Meritage might buy 100 acres of land and build 300 or 400 homes on it—without having to worry about competitors building across the street. Here, too, Meritage’s spec strategy pays off: “When your product is very efficient to build and you can build homes for less cost than your competition, then you can be more aggressive in buying land,” Hilton said.
That efficiency has led Meritage to accumulate $3.5 billion in assets, with $1 billion in debt. And it’s helped Meritage amass plenty of capital to buy up even more land: “We’re sitting on a cash pile of almost half a billion dollars,” Hilton said.
Even during the pandemic, Meritage kept its focus on its land-purchasing strategy: “We bought many land deals that other builders dropped,” Hilton said.
For Hilton, taking on the risks of buying land and land entitlement is “the secret of what the largest American builders do,” he said.
#4: Don’t chase the latest trend.
Meritage builds not only affordable homes but healthy, energy-efficient houses constructed with sustainable materials. “That’s been our trademark for more than a decade now,” Hilton says.
But that doesn’t mean Meritage outfits its homes with all the latest gadgets. “If you put things in your homes that you think are trendy or cool but your customers don’t value them, you’re just giving away your profits,” he says.
A small-ticket object can have a big impact: A $50 item placed in 10,000 homes adds up fast. “So we consumer test every single thing we put into our homes,” Hilton said.
#5. Embrace virtual.
Over two months this summer, Meritage had more than 1 million views of its online store—a company record.

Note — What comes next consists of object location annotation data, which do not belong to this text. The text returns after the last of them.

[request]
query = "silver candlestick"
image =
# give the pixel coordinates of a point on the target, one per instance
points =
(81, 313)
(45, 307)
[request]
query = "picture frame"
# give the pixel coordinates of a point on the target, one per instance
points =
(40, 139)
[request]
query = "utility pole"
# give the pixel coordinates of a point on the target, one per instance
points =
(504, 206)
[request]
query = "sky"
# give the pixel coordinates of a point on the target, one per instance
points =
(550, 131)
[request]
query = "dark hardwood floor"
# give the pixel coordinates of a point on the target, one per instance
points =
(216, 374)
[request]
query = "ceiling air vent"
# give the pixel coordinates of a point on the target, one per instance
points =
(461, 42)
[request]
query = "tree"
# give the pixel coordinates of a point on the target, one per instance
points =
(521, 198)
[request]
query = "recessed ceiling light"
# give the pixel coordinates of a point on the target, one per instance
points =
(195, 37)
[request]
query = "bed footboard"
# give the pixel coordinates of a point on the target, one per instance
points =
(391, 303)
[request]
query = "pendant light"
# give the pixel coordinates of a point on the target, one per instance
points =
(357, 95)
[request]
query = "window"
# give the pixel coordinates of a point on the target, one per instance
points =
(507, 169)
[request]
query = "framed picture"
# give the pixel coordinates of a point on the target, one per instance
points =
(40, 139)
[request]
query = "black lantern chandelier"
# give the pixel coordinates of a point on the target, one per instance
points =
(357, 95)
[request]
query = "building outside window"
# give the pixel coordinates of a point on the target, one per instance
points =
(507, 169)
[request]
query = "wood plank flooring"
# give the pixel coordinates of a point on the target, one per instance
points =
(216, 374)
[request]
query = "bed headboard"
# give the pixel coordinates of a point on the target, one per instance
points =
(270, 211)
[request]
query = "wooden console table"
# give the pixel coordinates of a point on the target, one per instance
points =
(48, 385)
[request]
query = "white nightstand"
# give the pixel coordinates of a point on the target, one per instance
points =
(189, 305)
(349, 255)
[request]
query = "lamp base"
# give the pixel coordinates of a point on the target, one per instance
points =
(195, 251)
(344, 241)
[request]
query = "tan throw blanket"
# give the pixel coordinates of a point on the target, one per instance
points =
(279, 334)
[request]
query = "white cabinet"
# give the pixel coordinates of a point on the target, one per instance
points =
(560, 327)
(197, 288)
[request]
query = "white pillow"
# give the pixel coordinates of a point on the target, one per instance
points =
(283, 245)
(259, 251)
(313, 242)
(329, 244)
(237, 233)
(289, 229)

With virtual tours on the rise, Meritage saves on constructing actual homes for people to tour. “We’re building less models because the visual presentation is so real today,” Hilton said.
And for those prospective buyers who do want to see their future home in person, Meritage’s spec strategy means they can tour a physical model and see exactly what they will purchase and how they will live.